Respirei fundo. Dar um barraco assim, do nada, não pegaria bem. E já estava mais do que na hora de eu me conter em público. Estava no ambiente de trabalho do CEO mais conhecido do país. O fato de ter tido uma noite de sexo perfeito e selvagem com ele não significava nada.
Quando fui sentar na poltrona e aguardar, a porta se abriu. E Cindy estava saindo de lá, com um vestido preto completamente grudado ao corpo, mostrando seus quase dois metros de pernas brancas sem estrias ou celulites. Nos encaramos e eu não me contive:
- O que você está fazendo aqui?
- O que “você” está fazendo aqui... Eu fui convidada. Você também? – ela arqueou a sobrancelha, debochadamente.
- Vocês... Se conhecem? – uma das secretárias perguntou.
- Ela é só um dos casinhos passageiros do Thor. – Cindy me olhou dos pés à cabeça e sorriu.
Caralho, eu estava acabada. Tinha dormido mal pra caramba nas últimas noites, cheia olheiras e não tive tempo sequer de me maquiar antes de sair. Mal escolhi o vestido, pegando o que estava em cima da pilha de roupas.
- “Você” é o casinho passageiro dele. – falei em tom de voz alto, com o dedo em riste.
Brigar com ela de tapa era impossível. Ela devia ter uns 30 centímetros mais do que eu.
Bárbara, acorda! Você não está no colegial, onde podia brigar de se jogar no chão por qualquer motivo. Você é adulta e tem 27 anos... Ponha isso na sua cabeça de 15.
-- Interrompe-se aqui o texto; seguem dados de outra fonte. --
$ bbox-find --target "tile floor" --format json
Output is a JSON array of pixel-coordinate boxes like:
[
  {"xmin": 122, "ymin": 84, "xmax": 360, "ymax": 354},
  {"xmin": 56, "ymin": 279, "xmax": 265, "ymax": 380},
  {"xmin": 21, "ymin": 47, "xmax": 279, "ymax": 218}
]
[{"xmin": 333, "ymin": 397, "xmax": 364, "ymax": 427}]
- Liga para o senhor Casanova que acho que a coisa vai esquentar por aqui. – Uma das secretárias disse para a outra.
- Não vai esquentar, não. – falei. – Eu não vim falar com Cindy... Vim falar com Heitor. Onde está a outra secretária? A pelada. – perguntei, aturdida.
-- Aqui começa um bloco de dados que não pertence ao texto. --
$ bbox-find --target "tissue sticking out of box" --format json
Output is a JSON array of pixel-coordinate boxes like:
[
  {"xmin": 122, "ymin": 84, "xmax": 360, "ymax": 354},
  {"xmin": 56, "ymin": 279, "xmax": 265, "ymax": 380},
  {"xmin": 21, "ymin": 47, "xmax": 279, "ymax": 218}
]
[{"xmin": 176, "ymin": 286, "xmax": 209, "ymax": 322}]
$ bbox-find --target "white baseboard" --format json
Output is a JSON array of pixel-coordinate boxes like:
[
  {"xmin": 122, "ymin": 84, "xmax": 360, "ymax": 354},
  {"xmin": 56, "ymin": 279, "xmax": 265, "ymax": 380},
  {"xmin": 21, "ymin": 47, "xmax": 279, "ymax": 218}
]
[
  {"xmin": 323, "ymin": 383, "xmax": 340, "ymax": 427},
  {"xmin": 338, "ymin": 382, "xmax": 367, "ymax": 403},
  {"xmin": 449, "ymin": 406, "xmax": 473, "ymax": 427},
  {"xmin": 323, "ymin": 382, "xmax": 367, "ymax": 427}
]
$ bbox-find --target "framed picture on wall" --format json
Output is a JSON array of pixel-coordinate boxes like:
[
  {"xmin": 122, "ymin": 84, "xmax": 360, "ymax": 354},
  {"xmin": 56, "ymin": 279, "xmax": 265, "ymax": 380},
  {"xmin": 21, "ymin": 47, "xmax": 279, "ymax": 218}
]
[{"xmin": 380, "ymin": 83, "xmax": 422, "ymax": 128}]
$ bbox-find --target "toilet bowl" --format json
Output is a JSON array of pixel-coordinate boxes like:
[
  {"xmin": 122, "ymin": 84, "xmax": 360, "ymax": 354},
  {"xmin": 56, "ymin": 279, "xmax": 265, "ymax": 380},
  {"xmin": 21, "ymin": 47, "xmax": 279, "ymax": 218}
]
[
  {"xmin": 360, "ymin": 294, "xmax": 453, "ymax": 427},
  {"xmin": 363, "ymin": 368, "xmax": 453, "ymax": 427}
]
Aquela pelada era mais simpática, juro. Olhei atentamente para as duas que estavam ali e usavam uniformes. Que porra fizeram na North B?
A porta se abriu e Heitor apareceu. Ele estava de terno e gravata, impecáveis. Os cabelos bem penteados, sem um fio fora do lugar. Os olhos verdes entraram nos meus e senti um arrepio incontrolável. Que saudade daquele desclassificado desgraçado! E tinha sido só alguns dias sem o ver... E dois sem ouvir sua voz.
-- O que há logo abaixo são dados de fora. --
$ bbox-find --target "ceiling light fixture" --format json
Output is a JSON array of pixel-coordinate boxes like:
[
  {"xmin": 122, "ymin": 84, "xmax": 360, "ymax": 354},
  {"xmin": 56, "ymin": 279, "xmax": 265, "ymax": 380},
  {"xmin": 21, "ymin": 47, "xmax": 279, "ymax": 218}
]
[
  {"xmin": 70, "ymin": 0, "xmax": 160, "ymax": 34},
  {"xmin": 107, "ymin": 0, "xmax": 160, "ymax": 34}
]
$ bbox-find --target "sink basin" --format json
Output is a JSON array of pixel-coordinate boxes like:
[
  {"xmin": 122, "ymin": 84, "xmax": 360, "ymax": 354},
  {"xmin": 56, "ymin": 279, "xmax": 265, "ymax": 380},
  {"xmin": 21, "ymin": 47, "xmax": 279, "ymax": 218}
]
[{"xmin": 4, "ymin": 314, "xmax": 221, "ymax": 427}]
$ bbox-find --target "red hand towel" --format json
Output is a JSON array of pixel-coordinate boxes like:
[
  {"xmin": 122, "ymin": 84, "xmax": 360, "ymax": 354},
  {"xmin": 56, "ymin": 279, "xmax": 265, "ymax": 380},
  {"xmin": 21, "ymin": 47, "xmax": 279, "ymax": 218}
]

- Bárbara? – ele falou depois de um tempo, parecendo surpreso com a minha presença.
- Estou tentando entender o que ela faz aqui. – Cindy falou para ele.
- O que você quer? – ele perguntou, num tom de voz estranho, que não deu para identificar se era educado ou neutro. E para mim neutro era ruim, bem ruim.
Olhei para a loira do pau do meio, com seu vestido de prostituta de luxo, os cabelos amarelos, quase brancos, amarrados milimetricamente num rabo de cavalo, deixando os fios chegando quase na sua bunda arrebitada.
- Eu só quero a minha calcinha. – Olhei ironicamente para ela e depois voltei-me para ele. – A branca, por favor. Está com você ou na sua casa?
Heitor arqueou a sobrancelha e os dois homens levantaram de seus lugares, percebendo que a coisa ia esquentar por ali.
- Bárbara, você só pode estar de brincadeira! – ele me olhou seriamente.
- Vai dizer agora que não ficou com a minha calcinha? – o encarei.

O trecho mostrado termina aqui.